How many people are serial killers in England? One in three million? It's about that. Fewer than one in a million, more than one in ten million.

So, of every "enjoys torturing animals to death" person, one in 150,000 becomes a serial killer. That's a fair order of magnitude assessment. That's "often"? "People who kill animals as children often go on to become serial killers"? "Some animal abusers go on to become serial killers"? It could well be the case that, say, at least half of all serial killers started by killing animals first but that has nothing like the same implication and could well have a number of alternative reasons.

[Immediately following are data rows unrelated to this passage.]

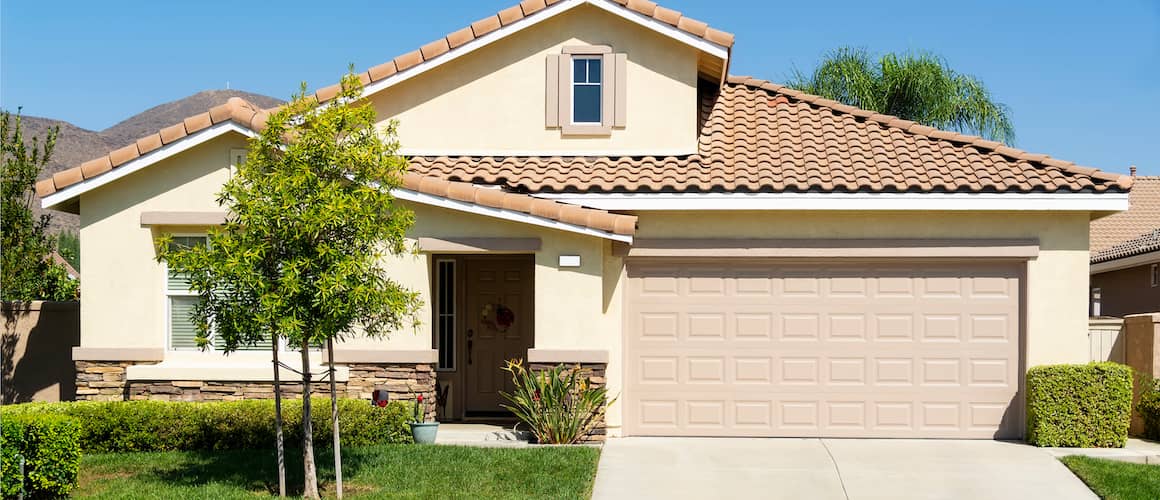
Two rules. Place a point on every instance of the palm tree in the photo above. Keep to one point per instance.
(920, 87)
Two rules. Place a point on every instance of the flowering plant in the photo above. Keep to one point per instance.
(559, 405)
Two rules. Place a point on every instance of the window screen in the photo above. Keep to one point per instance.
(586, 89)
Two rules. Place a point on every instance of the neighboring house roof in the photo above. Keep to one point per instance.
(756, 136)
(1135, 246)
(1142, 217)
(56, 258)
(497, 198)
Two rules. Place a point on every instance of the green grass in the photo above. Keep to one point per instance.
(384, 471)
(1116, 480)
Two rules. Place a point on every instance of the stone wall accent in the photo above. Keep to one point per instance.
(595, 375)
(104, 381)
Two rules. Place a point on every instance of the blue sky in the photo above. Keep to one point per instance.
(1081, 78)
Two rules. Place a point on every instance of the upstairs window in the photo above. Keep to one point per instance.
(586, 89)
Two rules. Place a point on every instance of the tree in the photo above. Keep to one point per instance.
(915, 86)
(301, 255)
(27, 272)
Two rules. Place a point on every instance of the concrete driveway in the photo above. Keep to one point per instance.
(667, 468)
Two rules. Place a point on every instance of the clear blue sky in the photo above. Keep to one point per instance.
(1081, 78)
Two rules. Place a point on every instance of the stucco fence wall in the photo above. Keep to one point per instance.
(36, 350)
(104, 381)
(1106, 339)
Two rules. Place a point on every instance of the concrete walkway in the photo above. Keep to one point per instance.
(671, 468)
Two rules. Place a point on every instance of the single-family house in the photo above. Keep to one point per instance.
(1125, 255)
(591, 186)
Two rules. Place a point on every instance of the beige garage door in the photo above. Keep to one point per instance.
(727, 348)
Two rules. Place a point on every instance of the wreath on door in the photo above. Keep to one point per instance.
(497, 317)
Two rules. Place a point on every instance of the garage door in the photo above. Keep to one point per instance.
(761, 348)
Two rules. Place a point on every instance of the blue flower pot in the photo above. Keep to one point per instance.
(423, 432)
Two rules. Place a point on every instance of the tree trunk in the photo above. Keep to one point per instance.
(277, 420)
(334, 424)
(310, 487)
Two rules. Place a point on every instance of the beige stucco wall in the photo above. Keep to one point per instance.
(492, 100)
(123, 284)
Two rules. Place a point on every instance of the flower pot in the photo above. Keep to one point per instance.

I suggest, though, that common sense shows "people who kill animals as children often go on to become serial killers" or "it is well documented that some animal abusers go on to become serial killers" to be emotional meaningless noise with no possible foundation. It's as meaningful as saying "it is well documented that some animal abusers go on to be struck by lightning" or "often go on to die of MRSA after a hospital visit".

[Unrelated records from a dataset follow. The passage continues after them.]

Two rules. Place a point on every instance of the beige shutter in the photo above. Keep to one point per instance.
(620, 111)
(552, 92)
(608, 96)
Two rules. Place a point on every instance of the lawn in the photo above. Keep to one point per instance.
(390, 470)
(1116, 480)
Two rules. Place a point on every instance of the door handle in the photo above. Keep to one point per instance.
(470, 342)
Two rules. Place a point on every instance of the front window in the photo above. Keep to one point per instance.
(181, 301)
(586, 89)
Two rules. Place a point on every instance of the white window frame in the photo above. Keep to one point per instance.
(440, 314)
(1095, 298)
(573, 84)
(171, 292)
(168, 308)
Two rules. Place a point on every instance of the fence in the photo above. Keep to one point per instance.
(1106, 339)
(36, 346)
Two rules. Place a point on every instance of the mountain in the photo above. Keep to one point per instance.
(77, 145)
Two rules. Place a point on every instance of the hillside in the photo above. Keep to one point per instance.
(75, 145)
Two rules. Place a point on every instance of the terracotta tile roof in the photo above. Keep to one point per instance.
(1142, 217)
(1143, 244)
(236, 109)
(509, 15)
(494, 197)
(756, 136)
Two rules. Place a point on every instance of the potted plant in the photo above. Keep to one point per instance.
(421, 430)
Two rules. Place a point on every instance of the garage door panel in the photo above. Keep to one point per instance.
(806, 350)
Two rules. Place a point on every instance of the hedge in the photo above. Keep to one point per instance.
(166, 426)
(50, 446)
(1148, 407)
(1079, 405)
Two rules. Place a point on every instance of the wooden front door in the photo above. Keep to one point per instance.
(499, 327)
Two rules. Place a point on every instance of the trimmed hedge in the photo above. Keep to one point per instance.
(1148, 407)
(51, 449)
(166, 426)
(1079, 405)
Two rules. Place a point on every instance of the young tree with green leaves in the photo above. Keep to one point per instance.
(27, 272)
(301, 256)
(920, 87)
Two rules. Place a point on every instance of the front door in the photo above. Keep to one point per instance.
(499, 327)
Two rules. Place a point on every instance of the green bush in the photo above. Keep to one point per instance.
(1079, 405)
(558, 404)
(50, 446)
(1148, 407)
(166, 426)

Killing animals is murder. Christ on a bicycle. Killing animals is farming, let's get our orders of magnitude into perspective again. The animals going to slaughter (not, you'll notice, murder!) are tens of millions of big wooly lovable mammals a year just in England and most of them are terrified by it. Slaughter houses are fairly obviously death camps to an animal arriving there, the smell alone alerts them. Death's scarcely sprung on them as a surprise.

As a related point, something like a third of all songbirds in England are killed by domestic cats. I'd very happily see all fertile domestic cats made illegal here and all feral domestic cats killed.
Nullius in verba ... ☎||||||||||| ... To Fate I sue, of other means bereft, the only refuge for the wretched left.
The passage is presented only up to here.